Naast inhoudelijke elementen worden de antwoorden ook geëvalueerd op een aantal vormelijke aspecten zoals correct taalgebruik, stijl, accuratesse, klaarheid, bondigheid, non redundantie, ondubbelzinnigheid, enz.

Het examen bestaat uit twee onderdelen: 'Multinationals' (op 10 punten) en 'Europese Instellingen' (op 10 punten). De eindscore (op 20) is de som der deelscores. De eindscore is het enige relevante eindresultaat. Men is geslaagd zodra men een eindscore van minstens 10 op 20 heeft behaald. Deelvrijstellingen zijn niet mogelijk.

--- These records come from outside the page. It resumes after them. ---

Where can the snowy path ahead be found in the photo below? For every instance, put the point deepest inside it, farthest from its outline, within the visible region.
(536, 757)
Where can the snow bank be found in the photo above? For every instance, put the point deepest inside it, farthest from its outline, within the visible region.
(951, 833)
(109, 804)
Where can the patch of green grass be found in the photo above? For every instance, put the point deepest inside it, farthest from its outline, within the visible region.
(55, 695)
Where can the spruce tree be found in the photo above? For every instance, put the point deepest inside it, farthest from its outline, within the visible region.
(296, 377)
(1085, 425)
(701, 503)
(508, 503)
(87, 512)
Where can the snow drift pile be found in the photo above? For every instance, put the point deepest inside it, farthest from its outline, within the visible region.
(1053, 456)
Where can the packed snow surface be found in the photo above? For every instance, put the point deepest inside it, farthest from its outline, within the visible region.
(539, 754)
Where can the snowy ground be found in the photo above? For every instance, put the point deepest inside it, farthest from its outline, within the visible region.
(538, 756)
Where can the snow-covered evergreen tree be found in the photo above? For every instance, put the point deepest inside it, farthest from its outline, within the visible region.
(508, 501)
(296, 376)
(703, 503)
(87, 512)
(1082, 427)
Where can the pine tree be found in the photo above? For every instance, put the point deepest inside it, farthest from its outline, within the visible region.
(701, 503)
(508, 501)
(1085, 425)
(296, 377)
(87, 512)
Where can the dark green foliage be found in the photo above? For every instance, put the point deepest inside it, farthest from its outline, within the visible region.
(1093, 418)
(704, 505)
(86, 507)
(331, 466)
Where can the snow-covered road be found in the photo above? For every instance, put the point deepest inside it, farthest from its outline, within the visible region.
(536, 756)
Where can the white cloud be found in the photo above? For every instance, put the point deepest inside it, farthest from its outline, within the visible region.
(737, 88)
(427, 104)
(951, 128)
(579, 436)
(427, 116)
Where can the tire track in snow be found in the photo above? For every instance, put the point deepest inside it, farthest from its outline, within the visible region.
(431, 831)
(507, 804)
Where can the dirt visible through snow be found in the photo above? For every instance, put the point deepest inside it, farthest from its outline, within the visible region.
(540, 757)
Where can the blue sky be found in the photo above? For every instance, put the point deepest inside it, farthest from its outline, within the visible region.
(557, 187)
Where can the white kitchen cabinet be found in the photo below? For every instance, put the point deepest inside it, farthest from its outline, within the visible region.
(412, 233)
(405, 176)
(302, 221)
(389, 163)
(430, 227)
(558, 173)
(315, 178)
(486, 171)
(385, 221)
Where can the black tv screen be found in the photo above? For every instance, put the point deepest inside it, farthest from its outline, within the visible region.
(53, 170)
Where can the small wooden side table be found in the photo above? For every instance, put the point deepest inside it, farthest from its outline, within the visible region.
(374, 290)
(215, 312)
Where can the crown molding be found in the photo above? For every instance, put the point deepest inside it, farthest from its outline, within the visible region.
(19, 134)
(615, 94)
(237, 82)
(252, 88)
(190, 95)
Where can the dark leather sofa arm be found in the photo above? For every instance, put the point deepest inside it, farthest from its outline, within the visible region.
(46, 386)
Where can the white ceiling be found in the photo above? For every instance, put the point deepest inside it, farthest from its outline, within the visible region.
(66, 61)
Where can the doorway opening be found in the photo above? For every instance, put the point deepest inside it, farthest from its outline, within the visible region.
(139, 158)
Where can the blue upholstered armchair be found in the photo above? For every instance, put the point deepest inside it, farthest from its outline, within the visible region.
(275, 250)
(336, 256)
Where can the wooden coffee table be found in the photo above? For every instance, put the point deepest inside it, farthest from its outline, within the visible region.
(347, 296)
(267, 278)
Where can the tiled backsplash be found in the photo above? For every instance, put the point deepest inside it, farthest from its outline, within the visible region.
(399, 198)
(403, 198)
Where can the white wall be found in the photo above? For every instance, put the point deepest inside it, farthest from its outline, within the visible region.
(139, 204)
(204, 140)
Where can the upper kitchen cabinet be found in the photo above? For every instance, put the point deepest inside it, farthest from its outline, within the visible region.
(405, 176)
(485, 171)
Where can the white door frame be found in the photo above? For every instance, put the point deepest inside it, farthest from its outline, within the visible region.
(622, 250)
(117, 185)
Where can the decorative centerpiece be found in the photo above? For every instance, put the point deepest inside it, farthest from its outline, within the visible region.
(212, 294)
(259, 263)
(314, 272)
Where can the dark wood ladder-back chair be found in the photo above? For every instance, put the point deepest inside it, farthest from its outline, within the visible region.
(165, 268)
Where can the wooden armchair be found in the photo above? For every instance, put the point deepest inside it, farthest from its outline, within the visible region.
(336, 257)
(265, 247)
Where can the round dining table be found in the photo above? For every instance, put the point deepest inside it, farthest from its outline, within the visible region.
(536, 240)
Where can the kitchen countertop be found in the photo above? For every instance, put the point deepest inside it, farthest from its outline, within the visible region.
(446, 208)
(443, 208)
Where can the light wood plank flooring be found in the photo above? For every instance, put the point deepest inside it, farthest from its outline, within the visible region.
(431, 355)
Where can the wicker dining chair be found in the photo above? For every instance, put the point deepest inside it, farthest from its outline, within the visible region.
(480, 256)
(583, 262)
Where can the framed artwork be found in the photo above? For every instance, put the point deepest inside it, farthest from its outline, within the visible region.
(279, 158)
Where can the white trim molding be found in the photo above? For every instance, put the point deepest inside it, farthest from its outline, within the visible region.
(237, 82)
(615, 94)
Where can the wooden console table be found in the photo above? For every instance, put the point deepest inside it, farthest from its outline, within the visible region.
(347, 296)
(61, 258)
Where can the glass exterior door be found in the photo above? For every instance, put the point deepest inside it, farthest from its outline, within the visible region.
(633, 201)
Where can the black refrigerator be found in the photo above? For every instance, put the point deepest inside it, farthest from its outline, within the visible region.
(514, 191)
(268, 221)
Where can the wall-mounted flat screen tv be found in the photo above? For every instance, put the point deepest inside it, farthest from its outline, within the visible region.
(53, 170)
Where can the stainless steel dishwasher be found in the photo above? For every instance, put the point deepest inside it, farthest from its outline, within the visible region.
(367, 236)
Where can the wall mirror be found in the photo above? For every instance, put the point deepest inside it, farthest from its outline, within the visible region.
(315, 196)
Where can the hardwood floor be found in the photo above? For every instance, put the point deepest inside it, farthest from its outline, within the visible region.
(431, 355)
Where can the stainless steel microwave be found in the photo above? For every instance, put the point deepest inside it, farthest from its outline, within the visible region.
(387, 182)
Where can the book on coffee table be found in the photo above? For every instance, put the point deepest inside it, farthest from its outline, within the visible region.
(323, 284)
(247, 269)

Het examen omvat naast open vragen in principe ook gesloten vragen zoals o.m. meerkeuzevragen. Voor het deel ‘Europese instellingen’ bedraagt het aandeel van de gesloten (of meerkeuze)vragen ten hoogste 6 punten van de 10 met giscorrectie. De precieze details m.b.t. de giscorrectie worden meegedeeld bij de start van dit cursusdeel. Bij de tweede examenkans kan het aandeel van de gesloten (of meerkeuze)vragen worden gereduceerd. Voor het deel 'Multinationals' bedraagt het aandeel van de gesloten (of meerkeuze)vragen ten hoogste 5 punten van de 10 met giscorrectie. Ook hier worden de precieze details m.b.t. de giscorrectie worden meegedeeld bij de start van dit cursusdeel.

De leerstof van het examen omvat alle studiemateriaal, ook de onderdelen zelfstudie.

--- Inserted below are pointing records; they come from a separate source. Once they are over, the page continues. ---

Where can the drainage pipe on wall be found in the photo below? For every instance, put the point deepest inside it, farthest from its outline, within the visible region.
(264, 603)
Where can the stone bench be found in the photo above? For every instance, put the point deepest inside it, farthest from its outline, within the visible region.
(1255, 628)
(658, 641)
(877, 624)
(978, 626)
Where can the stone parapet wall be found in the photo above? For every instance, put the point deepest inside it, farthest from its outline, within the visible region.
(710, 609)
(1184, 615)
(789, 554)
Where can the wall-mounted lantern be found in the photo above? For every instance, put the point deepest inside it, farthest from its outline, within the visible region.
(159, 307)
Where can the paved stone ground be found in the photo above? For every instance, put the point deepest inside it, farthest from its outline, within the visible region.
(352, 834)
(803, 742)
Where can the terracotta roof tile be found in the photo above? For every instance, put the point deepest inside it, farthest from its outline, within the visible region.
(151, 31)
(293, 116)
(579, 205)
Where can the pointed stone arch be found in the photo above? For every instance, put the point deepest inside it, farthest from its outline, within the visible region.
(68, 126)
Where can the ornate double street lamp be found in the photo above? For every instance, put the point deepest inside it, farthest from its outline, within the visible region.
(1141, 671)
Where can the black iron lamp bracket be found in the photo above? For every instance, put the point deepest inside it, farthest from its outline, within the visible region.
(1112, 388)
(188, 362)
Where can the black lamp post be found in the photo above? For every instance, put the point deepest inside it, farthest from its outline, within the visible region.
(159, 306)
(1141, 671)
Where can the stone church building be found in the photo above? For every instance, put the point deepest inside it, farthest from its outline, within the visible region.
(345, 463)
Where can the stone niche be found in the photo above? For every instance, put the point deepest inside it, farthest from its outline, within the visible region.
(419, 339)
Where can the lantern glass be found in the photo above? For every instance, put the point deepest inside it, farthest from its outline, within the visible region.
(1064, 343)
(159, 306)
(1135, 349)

Het examen is identiek van opzet in alle zittijden (of examenkansen) en dat voor beide examenonderdelen. De enige uitzondering hierop is dat voor de tweede examenkans het aandeel van de gesloten (of meerkeuze)vragen soms wat lager kan zijn, zoals hierboven uiteengezet.

Bepaling eindresultaat

Het opleidingsonderdeel wordt beoordeeld door de docent(en), zoals meegedeeld via Toledo en in de examenregeling. Het resultaat wordt berekend en uitgedrukt met een geheel getal op 20.

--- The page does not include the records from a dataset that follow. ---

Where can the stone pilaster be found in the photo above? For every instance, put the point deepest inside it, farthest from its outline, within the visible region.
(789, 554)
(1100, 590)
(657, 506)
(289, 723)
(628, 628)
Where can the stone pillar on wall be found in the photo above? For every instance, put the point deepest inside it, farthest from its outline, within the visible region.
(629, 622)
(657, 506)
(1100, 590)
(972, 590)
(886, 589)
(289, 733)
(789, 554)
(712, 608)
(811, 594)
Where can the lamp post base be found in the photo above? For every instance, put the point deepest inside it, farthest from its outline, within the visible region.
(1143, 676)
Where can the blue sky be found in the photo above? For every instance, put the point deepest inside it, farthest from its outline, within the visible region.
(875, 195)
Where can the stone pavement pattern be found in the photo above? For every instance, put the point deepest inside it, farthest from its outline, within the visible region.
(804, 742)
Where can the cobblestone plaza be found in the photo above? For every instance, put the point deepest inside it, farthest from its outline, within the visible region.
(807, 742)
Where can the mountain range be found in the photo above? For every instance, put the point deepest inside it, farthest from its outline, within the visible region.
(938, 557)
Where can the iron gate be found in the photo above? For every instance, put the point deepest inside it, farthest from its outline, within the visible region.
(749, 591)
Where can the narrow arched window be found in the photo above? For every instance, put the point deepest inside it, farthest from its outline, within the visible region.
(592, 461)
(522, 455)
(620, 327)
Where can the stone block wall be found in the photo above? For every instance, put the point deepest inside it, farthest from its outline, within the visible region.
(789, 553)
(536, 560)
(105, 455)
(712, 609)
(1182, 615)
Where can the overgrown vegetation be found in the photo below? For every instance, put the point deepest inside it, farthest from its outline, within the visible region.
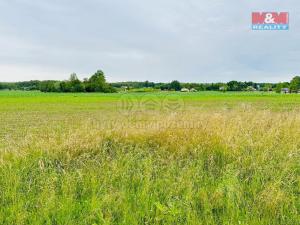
(230, 158)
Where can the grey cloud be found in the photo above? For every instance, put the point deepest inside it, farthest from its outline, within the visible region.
(159, 40)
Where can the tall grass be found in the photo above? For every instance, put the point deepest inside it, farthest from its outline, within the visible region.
(226, 166)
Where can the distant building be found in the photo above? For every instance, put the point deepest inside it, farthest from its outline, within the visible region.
(285, 90)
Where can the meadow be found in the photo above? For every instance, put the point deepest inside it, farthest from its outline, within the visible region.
(149, 158)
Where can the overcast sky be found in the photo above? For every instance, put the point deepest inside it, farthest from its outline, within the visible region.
(157, 40)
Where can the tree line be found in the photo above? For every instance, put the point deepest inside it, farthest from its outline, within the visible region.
(98, 83)
(293, 86)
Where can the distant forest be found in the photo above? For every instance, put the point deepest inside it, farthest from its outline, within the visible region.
(98, 83)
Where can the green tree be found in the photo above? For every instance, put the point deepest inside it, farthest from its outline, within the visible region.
(97, 83)
(75, 84)
(295, 84)
(175, 85)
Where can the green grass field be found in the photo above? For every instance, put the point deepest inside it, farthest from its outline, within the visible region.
(155, 158)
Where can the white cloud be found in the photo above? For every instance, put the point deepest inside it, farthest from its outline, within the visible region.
(159, 40)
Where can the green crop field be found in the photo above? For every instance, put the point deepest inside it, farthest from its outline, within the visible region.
(149, 158)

Het examen bestaat uit twee onderdelen: 'Multinationals' (op 10 punten) en 'Europese Instellingen' (op 10 punten). De eindscore (op 20) is de som der deelscores. De eindscore is het enige relevante eindresultaat. Men is geslaagd zodra men een eindscore van minstens 10 op 20 heeft behaald. Deelvrijstellingen zijn niet mogelijk.

Tweede examenkans

Het examen is identiek van opzet in alle zittijden (of examenkansen). De enige uitzondering hierop is dat voor de tweede examenkans het aandeel van de gesloten (of meerkeuze)vragen soms wat lager kan zijn, zoals hierboven uiteengezet.

Mogelijke wijzigingen

Wanneer nieuwe en onvoorziene omstandigheden nopen tot een aanpassing van de evaluatie- (of andere) modaliteiten zullen de precieze details hiervan via Toledo worden meegedeeld.

Het examen is identiek van opzet in alle zittijden (of examenkansen). De enige uitzondering hierop is dat voor de tweede examenkans het aandeel van de gesloten (of meerkeuze)vragen soms wat lager kan zijn, zoals hierboven uiteengezet.